The truth is the Lakers are still the team at a deficit, not only in what they don't have on hand, but also what they stand to gain with Hibbert.
LA was an absolute joke defensively this year. They were second-to-last in defensive efficiency and many nights, they looked like they couldn't stop many college teams despite efforts on that end of the floor. They lacked any semblance of a defensive identity, which, compounded with a complete lack of an offensive identity, made the Lakers the basketball equivalent of latte foam -- tasteless, formless and forgettable.
With Hibbert, they will at least form an ID on one side of the court. The Pacers were still eighth last season in defensive efficiency, which is miraculous considering lengthy absences from Paul George, George Hill and the departure of Lance Stephenson. A lot of that has to be attributed to Hibbert, who is still an elite rim protector, no matter what other parts of his game may be lacking. He ranked in the top-4 in opponent field goal percentage at the rim, which is exactly what Los Angeles needs him for.
Moreover, the Lakers very much need to set the tone with their young players -- not just in that Hibbert could lead by example on that end of the floor, but in that they very badly need him to make up for what I expect to be ample defensive lapses. There's no amount of coaching that can stop Randle, Russell and Clarkson from getting dispirited when they blow an assignment and enforce bad habits down the road.
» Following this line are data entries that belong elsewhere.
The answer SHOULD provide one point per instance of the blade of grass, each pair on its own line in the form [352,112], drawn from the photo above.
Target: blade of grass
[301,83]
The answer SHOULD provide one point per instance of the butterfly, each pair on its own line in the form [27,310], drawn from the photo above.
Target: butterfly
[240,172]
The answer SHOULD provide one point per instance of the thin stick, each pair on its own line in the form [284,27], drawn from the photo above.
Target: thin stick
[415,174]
With Hibbert, the youngsters will have a little more time to develop a defensive acumen and adjust to the pace of the NBA -- they won't be called upon to deliver immediately on that end.
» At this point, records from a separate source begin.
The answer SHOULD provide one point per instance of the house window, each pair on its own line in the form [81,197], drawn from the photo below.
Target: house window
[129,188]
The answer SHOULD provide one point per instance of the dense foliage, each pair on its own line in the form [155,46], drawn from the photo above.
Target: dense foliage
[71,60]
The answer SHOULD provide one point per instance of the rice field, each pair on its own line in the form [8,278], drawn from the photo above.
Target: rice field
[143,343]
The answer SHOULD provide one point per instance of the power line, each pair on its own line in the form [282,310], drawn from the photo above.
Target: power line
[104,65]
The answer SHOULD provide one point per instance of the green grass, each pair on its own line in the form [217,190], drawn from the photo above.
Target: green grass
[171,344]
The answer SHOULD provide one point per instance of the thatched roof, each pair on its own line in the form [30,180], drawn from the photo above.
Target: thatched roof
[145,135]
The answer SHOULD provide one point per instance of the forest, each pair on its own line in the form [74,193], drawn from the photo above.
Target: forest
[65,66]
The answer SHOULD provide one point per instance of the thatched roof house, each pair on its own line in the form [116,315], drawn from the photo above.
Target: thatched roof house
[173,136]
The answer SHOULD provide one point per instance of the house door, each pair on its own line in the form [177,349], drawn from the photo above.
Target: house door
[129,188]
Most importantly, the Lakers need to start treating their on-court product not just as a device for rebuilding, but rather another lure to grab free agents. It's really no wonder that LA had a hard time recruiting free agents this year -- they absolutely sucked the past two years. They have a 37-year-old Hall of Famer literally on his last legs. They have three unproven rookies who have a royal blue pedigree but little actual on-court experience. The team is, again, formless on both ends of the floor, with little to sell free agents on besides the word of arguably the worst coach in the league and a much-maligned front office.
The Lakers need to not be a joke on the court anymore, at least on one end of the floor. Hibbert can help them get there. He is an experienced veteran in his prime, and a professional hard worker. The organization badly needed someone of his ilk and I'd rather have him starting for a year than say Kosta Kofous (a very good player, but not in Hibbert's neighborhood) for another four years.
Oddly enough, despite his one-year contract, I can see Hibbert contributing to the Lakers long-term even if he's not in the fold after 2016. He'll help the young players and move along a team that has no solid grasp on who they are. Giving up a second rounder is more than just a fair trade for the Lakers -- they may have very well won the deal.